Hence, there is no violation of Article 14 of the
Constitution.
Since we have held with reference to Entry 8 read
with Entry 6 of List-II that the Bihar Legislature was
competent to enact the said 1915 Act as amended, there
is no merit in the contention advanced on behalf of the
manufacturers that section 2(12a) of the Bihar Act, 1915
constituted colourable exercise of power.
Before concluding, we may clarify, that, the State
will fix a period within which the manufacturers will
apply for license on payment of fees (including arrears)
in terms of the impugned notifications/communications
no.2/23-3-88/1, 2/23-3-88/2, and 2/23-3-88/3, all dated
3rd August, 1988. During this period, they will not be
prosecuted. However, if the manufacturers fail to
comply with the impugned notifications/communications
within the stipulated period, then, the State Government,
on expiry of such period, would be entitled to proceed
against the manufacturers in accordance with law.

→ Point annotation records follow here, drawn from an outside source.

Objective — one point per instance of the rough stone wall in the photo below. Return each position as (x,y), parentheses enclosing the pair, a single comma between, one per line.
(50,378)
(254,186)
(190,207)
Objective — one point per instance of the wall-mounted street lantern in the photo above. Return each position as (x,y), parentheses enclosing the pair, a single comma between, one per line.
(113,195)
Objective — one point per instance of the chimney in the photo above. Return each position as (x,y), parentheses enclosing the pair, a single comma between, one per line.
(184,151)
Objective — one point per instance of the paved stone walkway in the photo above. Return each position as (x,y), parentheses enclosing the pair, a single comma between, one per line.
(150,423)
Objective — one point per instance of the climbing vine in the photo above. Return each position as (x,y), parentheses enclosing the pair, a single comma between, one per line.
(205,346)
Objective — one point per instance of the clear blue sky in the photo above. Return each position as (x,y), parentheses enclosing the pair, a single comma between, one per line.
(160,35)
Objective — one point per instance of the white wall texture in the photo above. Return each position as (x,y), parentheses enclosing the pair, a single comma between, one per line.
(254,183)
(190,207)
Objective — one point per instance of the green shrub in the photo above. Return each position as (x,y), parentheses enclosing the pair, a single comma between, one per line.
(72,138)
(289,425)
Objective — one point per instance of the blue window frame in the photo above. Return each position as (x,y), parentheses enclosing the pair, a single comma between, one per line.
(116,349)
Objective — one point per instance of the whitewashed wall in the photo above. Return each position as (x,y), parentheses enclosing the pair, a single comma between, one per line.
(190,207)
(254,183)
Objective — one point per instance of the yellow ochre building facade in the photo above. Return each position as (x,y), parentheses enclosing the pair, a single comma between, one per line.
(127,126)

Subject to above, the appeals are allowed and the
impugned judgment and order of the High Court dated
23.10.1989 passed in CWJC Nos.7865, 7191, 7219, 8294
and 7864 of 1988, is set aside. We uphold the validity of
the Bihar Excise Act, 1915 as well as the validity of the
impugned notifications/communications, all dated
3.8.1988. However, in the facts and circumstances of the
case, there will be no order as to costs.